Because we already used the SGDClassifier to show the influence of early stopping on the stochastic gradient descent algorithm, I also created an end-to-end example for the SGDRegressor that you also find on Google Colab.

In the example, we use the sklearn diabetes dataset to train and optimize the SGDRegressor. Because we have to scale the dataset, we build a pipeline with the standard scaler and the SGDRegressor. The whole pipeline is then optimized and cross-validated in the GridSearchCV function.

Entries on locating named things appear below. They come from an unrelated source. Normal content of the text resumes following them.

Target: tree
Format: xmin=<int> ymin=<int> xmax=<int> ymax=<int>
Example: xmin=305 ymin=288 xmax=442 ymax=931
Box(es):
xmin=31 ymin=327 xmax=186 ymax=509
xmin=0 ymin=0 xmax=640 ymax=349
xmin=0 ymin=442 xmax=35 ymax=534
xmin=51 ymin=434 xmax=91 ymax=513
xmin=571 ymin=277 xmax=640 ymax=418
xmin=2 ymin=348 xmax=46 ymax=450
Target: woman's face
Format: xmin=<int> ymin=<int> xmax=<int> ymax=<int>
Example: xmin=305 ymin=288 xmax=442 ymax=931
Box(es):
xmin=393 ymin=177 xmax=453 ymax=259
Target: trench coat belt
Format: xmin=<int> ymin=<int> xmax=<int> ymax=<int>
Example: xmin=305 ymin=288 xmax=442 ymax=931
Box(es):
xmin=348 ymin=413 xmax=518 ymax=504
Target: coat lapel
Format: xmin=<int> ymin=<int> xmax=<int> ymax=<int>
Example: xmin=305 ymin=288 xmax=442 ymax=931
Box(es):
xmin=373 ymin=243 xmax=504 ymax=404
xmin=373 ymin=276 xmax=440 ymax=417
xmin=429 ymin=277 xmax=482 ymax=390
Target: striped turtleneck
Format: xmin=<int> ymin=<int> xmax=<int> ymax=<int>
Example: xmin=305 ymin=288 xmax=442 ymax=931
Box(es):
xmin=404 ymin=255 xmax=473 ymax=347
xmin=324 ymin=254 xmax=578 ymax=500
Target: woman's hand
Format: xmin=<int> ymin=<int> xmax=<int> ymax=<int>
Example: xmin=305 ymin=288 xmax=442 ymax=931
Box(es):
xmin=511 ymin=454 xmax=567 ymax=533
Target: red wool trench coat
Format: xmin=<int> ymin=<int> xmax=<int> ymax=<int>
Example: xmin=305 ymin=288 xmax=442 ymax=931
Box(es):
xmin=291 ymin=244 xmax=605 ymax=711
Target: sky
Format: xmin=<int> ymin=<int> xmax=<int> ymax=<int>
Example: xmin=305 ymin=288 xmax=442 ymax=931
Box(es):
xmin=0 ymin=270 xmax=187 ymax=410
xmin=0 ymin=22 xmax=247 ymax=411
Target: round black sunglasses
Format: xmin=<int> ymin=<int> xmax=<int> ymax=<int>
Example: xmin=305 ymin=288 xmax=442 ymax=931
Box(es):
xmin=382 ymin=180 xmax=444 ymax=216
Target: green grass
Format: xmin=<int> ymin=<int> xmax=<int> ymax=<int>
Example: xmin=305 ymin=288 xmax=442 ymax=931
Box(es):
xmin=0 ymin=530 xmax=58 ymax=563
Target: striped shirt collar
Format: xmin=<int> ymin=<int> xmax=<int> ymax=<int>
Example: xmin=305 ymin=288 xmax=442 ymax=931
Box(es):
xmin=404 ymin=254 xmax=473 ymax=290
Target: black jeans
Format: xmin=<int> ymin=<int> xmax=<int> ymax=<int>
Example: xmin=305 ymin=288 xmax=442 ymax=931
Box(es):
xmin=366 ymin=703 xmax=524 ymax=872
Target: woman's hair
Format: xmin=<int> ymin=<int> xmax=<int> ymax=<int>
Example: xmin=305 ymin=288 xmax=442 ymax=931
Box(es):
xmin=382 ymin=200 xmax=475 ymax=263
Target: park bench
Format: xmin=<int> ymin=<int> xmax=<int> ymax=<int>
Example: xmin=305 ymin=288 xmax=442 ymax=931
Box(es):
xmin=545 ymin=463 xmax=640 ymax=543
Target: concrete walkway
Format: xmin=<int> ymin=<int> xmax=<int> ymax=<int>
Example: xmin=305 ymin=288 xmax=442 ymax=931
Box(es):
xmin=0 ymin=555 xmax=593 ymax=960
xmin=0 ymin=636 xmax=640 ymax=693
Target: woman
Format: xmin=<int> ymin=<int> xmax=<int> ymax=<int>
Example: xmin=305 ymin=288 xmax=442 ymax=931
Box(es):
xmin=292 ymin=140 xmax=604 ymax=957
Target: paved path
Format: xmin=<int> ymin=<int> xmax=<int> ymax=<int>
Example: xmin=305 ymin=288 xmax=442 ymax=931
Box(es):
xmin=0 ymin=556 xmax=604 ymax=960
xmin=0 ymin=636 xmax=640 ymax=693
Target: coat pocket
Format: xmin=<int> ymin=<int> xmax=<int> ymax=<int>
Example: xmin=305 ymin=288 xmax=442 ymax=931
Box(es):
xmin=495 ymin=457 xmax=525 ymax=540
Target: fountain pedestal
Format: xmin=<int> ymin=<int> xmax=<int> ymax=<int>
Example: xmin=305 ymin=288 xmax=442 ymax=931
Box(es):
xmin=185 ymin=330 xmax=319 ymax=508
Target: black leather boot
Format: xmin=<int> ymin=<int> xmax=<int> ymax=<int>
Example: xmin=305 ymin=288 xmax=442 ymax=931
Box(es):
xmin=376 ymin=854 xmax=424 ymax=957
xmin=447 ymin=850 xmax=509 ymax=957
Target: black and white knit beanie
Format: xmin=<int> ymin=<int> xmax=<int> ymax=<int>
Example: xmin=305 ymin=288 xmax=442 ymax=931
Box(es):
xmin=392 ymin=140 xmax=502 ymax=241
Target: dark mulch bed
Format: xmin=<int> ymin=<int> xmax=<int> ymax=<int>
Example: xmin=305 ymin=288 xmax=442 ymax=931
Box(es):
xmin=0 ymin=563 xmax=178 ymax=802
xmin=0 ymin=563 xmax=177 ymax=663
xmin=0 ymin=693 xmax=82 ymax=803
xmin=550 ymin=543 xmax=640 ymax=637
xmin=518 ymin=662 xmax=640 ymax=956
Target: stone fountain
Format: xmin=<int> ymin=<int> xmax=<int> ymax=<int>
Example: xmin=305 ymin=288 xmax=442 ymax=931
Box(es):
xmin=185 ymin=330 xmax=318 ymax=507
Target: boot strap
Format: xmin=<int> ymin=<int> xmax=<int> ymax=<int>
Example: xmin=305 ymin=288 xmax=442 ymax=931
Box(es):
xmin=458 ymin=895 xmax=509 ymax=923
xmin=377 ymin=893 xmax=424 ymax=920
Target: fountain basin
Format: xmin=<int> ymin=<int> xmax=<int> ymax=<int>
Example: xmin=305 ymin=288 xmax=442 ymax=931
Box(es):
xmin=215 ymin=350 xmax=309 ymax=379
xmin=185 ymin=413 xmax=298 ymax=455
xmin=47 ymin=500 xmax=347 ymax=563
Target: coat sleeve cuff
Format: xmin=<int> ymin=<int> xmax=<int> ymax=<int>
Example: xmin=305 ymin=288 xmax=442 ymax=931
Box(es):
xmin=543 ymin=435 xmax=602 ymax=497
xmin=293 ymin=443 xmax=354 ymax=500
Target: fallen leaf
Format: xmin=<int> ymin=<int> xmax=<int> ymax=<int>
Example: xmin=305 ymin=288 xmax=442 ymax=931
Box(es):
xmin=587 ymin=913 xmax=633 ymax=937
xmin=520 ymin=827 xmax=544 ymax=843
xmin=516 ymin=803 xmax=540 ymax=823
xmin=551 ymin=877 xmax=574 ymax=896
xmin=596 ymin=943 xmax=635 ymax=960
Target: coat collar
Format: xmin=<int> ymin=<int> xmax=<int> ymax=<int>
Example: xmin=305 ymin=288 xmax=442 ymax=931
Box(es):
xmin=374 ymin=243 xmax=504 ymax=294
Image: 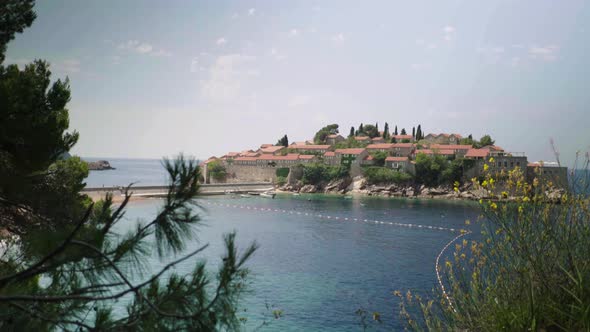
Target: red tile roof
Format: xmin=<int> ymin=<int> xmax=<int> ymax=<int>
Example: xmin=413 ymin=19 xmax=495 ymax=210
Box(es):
xmin=392 ymin=143 xmax=414 ymax=148
xmin=482 ymin=145 xmax=504 ymax=151
xmin=234 ymin=157 xmax=258 ymax=161
xmin=430 ymin=144 xmax=473 ymax=150
xmin=465 ymin=149 xmax=490 ymax=158
xmin=385 ymin=157 xmax=410 ymax=161
xmin=260 ymin=145 xmax=285 ymax=153
xmin=336 ymin=148 xmax=365 ymax=154
xmin=258 ymin=153 xmax=299 ymax=161
xmin=367 ymin=143 xmax=395 ymax=150
xmin=289 ymin=144 xmax=331 ymax=150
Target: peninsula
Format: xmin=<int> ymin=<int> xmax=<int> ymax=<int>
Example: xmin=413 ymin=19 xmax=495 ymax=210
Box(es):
xmin=201 ymin=123 xmax=567 ymax=199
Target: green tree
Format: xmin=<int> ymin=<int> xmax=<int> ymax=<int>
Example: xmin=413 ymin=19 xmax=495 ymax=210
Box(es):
xmin=478 ymin=135 xmax=495 ymax=147
xmin=363 ymin=125 xmax=379 ymax=138
xmin=275 ymin=135 xmax=289 ymax=147
xmin=416 ymin=153 xmax=448 ymax=187
xmin=371 ymin=151 xmax=388 ymax=166
xmin=460 ymin=134 xmax=476 ymax=146
xmin=207 ymin=160 xmax=227 ymax=181
xmin=0 ymin=5 xmax=257 ymax=331
xmin=313 ymin=124 xmax=338 ymax=144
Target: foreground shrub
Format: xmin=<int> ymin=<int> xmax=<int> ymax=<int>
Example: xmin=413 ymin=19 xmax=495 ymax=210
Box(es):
xmin=396 ymin=157 xmax=590 ymax=331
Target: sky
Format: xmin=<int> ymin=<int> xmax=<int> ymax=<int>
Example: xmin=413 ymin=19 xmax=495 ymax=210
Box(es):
xmin=5 ymin=0 xmax=590 ymax=165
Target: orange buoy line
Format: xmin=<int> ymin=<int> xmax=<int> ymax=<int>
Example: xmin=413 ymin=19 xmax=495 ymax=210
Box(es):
xmin=204 ymin=201 xmax=464 ymax=236
xmin=434 ymin=231 xmax=471 ymax=312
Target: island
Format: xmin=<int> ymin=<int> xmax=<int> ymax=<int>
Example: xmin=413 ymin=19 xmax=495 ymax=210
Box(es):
xmin=86 ymin=160 xmax=115 ymax=171
xmin=201 ymin=123 xmax=567 ymax=200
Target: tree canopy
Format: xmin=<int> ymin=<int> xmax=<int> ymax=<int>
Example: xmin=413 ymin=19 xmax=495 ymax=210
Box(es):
xmin=0 ymin=0 xmax=257 ymax=331
xmin=313 ymin=123 xmax=338 ymax=144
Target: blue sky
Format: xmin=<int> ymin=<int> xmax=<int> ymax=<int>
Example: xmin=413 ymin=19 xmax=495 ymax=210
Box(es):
xmin=6 ymin=0 xmax=590 ymax=162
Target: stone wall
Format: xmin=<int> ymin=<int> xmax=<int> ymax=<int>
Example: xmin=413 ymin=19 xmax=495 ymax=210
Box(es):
xmin=210 ymin=165 xmax=277 ymax=183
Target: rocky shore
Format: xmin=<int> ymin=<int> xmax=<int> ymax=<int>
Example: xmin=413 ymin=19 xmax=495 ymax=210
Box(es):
xmin=278 ymin=176 xmax=563 ymax=200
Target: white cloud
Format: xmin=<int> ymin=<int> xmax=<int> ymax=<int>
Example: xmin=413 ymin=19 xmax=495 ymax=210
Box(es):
xmin=529 ymin=45 xmax=559 ymax=61
xmin=287 ymin=95 xmax=311 ymax=108
xmin=332 ymin=32 xmax=345 ymax=44
xmin=215 ymin=37 xmax=227 ymax=46
xmin=117 ymin=39 xmax=172 ymax=56
xmin=269 ymin=47 xmax=287 ymax=61
xmin=201 ymin=53 xmax=259 ymax=102
xmin=410 ymin=63 xmax=432 ymax=71
xmin=443 ymin=25 xmax=456 ymax=41
xmin=108 ymin=55 xmax=121 ymax=65
xmin=51 ymin=59 xmax=80 ymax=74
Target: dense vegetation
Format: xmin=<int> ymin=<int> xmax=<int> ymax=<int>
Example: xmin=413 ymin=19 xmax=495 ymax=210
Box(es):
xmin=301 ymin=163 xmax=348 ymax=185
xmin=207 ymin=160 xmax=227 ymax=181
xmin=0 ymin=0 xmax=256 ymax=331
xmin=363 ymin=167 xmax=412 ymax=184
xmin=313 ymin=124 xmax=338 ymax=144
xmin=396 ymin=161 xmax=590 ymax=331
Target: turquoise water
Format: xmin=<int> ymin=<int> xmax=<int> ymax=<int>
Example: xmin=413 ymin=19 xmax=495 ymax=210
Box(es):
xmin=83 ymin=158 xmax=168 ymax=188
xmin=122 ymin=195 xmax=478 ymax=331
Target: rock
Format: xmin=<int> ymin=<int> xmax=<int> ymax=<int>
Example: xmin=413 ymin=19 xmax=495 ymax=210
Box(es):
xmin=86 ymin=160 xmax=115 ymax=171
xmin=299 ymin=184 xmax=318 ymax=194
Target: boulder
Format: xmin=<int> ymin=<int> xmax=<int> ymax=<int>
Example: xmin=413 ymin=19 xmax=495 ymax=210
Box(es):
xmin=299 ymin=184 xmax=318 ymax=194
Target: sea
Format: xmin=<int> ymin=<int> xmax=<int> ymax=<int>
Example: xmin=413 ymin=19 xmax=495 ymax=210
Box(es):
xmin=87 ymin=159 xmax=486 ymax=331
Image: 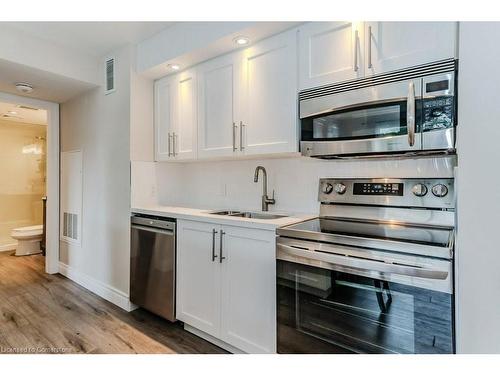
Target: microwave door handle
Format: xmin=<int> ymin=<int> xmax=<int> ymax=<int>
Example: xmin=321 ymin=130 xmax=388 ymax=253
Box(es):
xmin=406 ymin=81 xmax=415 ymax=147
xmin=277 ymin=243 xmax=448 ymax=280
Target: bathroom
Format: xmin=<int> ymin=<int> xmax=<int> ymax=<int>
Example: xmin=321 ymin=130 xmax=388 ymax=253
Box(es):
xmin=0 ymin=102 xmax=47 ymax=256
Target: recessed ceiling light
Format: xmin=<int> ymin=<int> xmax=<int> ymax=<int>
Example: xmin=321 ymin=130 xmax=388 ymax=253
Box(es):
xmin=167 ymin=64 xmax=181 ymax=70
xmin=233 ymin=36 xmax=250 ymax=46
xmin=16 ymin=82 xmax=33 ymax=94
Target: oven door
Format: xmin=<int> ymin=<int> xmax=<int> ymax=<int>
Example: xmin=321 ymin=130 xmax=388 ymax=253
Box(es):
xmin=277 ymin=239 xmax=454 ymax=354
xmin=300 ymin=79 xmax=422 ymax=158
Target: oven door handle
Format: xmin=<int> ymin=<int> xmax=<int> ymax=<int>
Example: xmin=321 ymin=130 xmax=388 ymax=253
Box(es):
xmin=277 ymin=243 xmax=448 ymax=280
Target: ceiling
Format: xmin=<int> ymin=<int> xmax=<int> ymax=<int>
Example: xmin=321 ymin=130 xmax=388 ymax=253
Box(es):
xmin=0 ymin=102 xmax=47 ymax=125
xmin=2 ymin=22 xmax=174 ymax=57
xmin=0 ymin=59 xmax=95 ymax=103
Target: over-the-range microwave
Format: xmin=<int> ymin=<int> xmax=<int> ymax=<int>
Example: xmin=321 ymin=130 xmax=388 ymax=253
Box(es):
xmin=299 ymin=59 xmax=458 ymax=158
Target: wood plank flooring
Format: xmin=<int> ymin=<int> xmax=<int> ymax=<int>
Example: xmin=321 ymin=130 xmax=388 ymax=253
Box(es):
xmin=0 ymin=252 xmax=226 ymax=354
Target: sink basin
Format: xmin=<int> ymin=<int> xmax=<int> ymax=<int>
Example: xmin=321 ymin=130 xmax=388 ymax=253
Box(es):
xmin=210 ymin=210 xmax=287 ymax=220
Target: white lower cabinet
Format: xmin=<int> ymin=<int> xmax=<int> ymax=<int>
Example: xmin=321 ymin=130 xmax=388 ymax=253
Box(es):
xmin=177 ymin=220 xmax=276 ymax=353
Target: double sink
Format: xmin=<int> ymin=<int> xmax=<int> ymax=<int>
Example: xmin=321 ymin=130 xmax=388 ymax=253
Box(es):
xmin=210 ymin=210 xmax=287 ymax=220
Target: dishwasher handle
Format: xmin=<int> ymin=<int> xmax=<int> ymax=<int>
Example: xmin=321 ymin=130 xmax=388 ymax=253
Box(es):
xmin=131 ymin=224 xmax=175 ymax=236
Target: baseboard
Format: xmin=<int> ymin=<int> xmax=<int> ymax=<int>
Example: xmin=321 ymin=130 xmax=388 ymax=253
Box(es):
xmin=184 ymin=323 xmax=246 ymax=354
xmin=0 ymin=242 xmax=17 ymax=252
xmin=59 ymin=262 xmax=137 ymax=312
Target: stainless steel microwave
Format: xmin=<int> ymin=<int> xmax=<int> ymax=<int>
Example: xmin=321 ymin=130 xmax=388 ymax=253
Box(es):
xmin=299 ymin=59 xmax=458 ymax=158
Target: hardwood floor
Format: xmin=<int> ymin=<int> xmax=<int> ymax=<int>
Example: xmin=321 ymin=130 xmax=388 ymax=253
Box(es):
xmin=0 ymin=252 xmax=226 ymax=354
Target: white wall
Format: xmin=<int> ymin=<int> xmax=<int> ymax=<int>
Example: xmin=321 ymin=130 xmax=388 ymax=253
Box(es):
xmin=456 ymin=22 xmax=500 ymax=353
xmin=60 ymin=47 xmax=133 ymax=303
xmin=132 ymin=157 xmax=455 ymax=213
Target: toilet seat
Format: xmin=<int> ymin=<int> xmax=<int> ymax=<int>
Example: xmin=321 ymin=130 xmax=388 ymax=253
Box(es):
xmin=10 ymin=225 xmax=43 ymax=256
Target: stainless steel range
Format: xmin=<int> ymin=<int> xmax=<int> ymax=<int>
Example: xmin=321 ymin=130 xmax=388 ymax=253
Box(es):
xmin=277 ymin=178 xmax=455 ymax=353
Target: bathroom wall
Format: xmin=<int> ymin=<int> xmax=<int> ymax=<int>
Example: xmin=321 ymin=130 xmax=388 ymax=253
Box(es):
xmin=131 ymin=157 xmax=456 ymax=214
xmin=0 ymin=120 xmax=46 ymax=251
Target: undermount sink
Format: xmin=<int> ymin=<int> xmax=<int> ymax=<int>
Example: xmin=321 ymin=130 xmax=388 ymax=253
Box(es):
xmin=210 ymin=210 xmax=287 ymax=220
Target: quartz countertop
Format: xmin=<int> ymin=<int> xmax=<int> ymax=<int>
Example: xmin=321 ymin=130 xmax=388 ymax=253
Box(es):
xmin=131 ymin=205 xmax=317 ymax=231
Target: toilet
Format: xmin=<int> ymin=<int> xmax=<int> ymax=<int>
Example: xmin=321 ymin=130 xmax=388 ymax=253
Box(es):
xmin=10 ymin=225 xmax=43 ymax=256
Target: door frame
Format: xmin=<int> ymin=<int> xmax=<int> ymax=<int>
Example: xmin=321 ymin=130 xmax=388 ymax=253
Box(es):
xmin=0 ymin=92 xmax=60 ymax=274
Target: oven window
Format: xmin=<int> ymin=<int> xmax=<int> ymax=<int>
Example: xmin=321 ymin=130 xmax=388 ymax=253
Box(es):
xmin=302 ymin=100 xmax=418 ymax=141
xmin=277 ymin=260 xmax=454 ymax=354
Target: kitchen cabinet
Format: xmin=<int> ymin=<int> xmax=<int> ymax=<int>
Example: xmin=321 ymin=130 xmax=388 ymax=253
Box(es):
xmin=155 ymin=70 xmax=197 ymax=161
xmin=299 ymin=22 xmax=458 ymax=90
xmin=239 ymin=30 xmax=298 ymax=155
xmin=299 ymin=22 xmax=364 ymax=90
xmin=177 ymin=220 xmax=276 ymax=353
xmin=365 ymin=22 xmax=458 ymax=75
xmin=197 ymin=54 xmax=241 ymax=158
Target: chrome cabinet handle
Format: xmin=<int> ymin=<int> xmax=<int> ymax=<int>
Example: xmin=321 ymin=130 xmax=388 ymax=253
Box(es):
xmin=168 ymin=132 xmax=172 ymax=157
xmin=368 ymin=26 xmax=373 ymax=69
xmin=212 ymin=229 xmax=219 ymax=262
xmin=354 ymin=30 xmax=359 ymax=72
xmin=406 ymin=81 xmax=415 ymax=147
xmin=233 ymin=122 xmax=238 ymax=152
xmin=219 ymin=230 xmax=226 ymax=263
xmin=240 ymin=121 xmax=245 ymax=151
xmin=172 ymin=133 xmax=177 ymax=157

After the training, we print the neg_mean_squared_error of the training data and also the best parameter combination from the GridSearchCV. The last step of the end-to-end example is to visualize the results with a scatter plot. On the x-axis, you have the predicted value, and on the y-axis is the actual value. The perfect regression algorithm would have zero residuals and therefore all samples would lie on the red regression line.